Each ramses::StatusObject derived class has a validate() method. Call it to find issues in that object. You can do this for an entire scene by calling validate() on a ramses::Scene, ramses::RamsesRenderer or any other object. Validation works recursively, i.e. a RamsesClient will validate all its scenes, a ramses::Scene will validate all its scene objects, and so on.
For a detailed overview of the various ways to profile your content and optimize performance, refer to the Performance and profiling section.

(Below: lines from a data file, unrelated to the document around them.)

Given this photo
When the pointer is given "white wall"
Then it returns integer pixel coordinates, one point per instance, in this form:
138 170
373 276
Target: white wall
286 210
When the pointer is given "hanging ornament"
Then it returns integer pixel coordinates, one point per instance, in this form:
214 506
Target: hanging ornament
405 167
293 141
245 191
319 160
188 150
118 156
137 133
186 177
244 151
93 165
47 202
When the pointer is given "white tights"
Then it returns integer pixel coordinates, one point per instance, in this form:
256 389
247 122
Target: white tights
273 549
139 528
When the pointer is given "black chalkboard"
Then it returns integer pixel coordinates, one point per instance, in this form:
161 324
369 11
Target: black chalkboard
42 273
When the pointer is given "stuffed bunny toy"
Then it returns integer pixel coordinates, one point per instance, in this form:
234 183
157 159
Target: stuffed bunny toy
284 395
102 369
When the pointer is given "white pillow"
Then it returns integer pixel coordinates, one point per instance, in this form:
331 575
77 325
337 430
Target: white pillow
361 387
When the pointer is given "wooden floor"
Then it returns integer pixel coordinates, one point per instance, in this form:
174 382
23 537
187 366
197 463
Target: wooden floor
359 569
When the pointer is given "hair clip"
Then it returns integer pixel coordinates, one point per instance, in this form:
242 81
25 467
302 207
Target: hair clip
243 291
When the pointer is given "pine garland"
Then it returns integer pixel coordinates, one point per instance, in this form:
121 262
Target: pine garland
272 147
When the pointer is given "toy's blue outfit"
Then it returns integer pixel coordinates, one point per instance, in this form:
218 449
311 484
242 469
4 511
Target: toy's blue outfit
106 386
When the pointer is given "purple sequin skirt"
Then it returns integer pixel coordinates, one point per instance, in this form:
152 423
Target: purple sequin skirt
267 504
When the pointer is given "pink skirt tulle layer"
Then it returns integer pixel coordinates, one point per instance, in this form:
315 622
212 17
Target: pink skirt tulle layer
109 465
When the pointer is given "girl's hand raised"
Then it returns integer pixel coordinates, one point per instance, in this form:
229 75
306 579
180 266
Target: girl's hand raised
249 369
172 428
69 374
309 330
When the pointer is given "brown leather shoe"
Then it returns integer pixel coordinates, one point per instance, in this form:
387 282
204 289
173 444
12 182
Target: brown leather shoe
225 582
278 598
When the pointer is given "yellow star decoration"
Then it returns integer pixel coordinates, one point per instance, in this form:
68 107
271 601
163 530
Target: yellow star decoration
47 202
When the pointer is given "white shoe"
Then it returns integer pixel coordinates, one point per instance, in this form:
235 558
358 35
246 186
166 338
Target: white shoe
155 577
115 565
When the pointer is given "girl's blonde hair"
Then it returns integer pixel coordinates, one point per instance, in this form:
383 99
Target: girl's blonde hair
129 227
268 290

Compiling shaders typically consumes a lot of compute time and resources. RAMSES provides a chain of command line tools to help reduce the time for loading effects for final deployments by preparing binary versions of them and deploying them as cache directly on the renderer side. The last tool in the chain - the Resource Packer, can be used to combine not only effects into files, but also other types of RAMSES resources.
Storing GLSL as binary shaders
Storing effects in resource files
Packing resources into larger files
Full Example of how to use Shader Tools in RAMSES
Ramses scenes can be stored to a file ramses::Scene::saveToFile(). These scene files can be viewed and inspected by the ramses-scene-viewer.
Ramses uses DLT to publish logs. See General introduction to Diagnostic Log and Trace (DLT) for an overview of DLT in general, and Using DLT with RAMSES for details on usage of DLT in the Ramses context.